As biotechnological developments continue to gain pace amid geopolitical tensions between the US and China, it’s critical for the two countries to maintain dialogue to address important bioethical questions, including the application of gene-editing, said Dr. Scott Moore, Director of China Programs and Strategic Initiatives at the University of Pennsylvania.
Open collaboration and data-sharing is critical in the biotech industry and Chinese pharmaceutical companies can build brand image and consumer confidence by adopting higher standards of transparency, Dr. Moore said at Nomura Investment Forum Asia 2022.
While the US was the dominant force in the biotech industry over the past many decades, the massive investments by China and its expansion of capabilities in this area in the last few years caught US policymakers, politicians and the public at large by surprise. Though in reality it is a story about the narrowing gap between the US with China and other countries, the perception in the US that it is falling behind has been reflected in some policy actions that pose significant challenges to US-China collaboration and cross-border investments, he said.
Communication is key
Gene-editing, for example, forms one of the latest developments in the biotech space that requires international communications and consensus given the bioethical, biosafety and biosecurity questions around it, he said.
The political tensions have created some opportunities and responsibilities for private companies, academic institutions and industry associations to “pick up some of the slack” in maintaining dialogue and channels of communications on these sensitive, but important issues, Dr. Moore said.
As regulations have not been able to keep up with the technological progress in the biotech space, “it creates added responsibilities for researchers and companies that are funding frontier research, along with academic institutions, to engage in voluntary discussions on what types of regulation should be in place, and to use that to inform what further regulation might be needed by governments and at the government level,” he added.
To overcome US concerns around clinical trial data from China, it’s imperative that Chinese biotech companies “adopt radical transparency to ensure that trials are conducted to the highest international standards and in jurisdictions that US regulators view as direct peers, such as Canada and the European Union, and to publicize the results of those trials as extensively as possible,” he said.

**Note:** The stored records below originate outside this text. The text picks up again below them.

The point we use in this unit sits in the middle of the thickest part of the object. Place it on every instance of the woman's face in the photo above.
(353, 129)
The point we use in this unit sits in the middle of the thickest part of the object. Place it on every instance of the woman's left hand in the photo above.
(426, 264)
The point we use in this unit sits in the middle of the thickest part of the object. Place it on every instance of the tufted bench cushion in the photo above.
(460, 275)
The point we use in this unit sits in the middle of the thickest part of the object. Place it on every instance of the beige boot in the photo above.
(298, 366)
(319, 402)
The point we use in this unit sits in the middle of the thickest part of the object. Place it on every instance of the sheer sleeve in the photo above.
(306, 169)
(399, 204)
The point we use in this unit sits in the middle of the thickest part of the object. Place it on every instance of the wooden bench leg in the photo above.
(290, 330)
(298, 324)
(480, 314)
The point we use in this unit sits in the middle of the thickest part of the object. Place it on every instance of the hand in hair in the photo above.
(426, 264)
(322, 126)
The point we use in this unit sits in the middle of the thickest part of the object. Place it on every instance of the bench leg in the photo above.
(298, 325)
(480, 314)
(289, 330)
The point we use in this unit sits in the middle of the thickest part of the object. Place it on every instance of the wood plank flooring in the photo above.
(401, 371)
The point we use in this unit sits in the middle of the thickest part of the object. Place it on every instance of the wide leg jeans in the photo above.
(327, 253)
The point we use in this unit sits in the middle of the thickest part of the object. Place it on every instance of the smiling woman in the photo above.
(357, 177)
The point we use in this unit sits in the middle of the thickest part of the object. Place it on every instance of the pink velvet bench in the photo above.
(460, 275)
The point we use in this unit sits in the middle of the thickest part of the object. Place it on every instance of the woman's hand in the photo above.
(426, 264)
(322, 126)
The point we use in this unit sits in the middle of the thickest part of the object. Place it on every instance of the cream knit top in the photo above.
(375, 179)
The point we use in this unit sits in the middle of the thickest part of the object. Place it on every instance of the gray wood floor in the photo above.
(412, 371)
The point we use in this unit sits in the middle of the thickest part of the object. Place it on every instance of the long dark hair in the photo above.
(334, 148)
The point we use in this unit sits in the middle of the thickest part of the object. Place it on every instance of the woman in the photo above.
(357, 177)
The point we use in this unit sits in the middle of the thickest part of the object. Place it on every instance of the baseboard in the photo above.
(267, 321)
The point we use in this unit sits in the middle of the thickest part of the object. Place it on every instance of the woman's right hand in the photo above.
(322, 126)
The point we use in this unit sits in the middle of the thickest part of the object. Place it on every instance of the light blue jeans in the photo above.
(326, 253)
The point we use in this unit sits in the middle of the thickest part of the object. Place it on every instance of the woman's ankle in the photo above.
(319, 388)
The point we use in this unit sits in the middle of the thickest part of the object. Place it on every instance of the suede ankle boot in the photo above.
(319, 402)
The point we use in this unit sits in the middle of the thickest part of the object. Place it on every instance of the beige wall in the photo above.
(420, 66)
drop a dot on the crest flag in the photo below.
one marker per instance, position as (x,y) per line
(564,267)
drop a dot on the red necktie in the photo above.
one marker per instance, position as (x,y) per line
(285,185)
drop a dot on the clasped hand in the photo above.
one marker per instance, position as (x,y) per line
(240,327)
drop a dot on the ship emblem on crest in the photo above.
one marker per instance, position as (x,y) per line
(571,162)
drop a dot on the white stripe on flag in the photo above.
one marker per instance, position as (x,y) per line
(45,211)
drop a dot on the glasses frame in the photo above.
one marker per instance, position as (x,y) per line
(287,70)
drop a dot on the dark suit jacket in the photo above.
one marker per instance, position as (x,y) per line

While Chinese drugs can provide a cheaper alternative to expensive local-made drugs in the US market, it will likely be an uphill climb for Chinese companies and will require investments of time and resources, he added.
For Chinese biotech companies, diversification is going to be a sound strategy in times of volatility, said Dr. Moore. “Continuing to focus on fundamentals and building core brand identity is helpful. Finding ways to both be nimble as existing firms but also being on the lookout for promising start-ups that can be acquired and contribute to innovation is also important for maintaining medium- and long-term growth,” he said.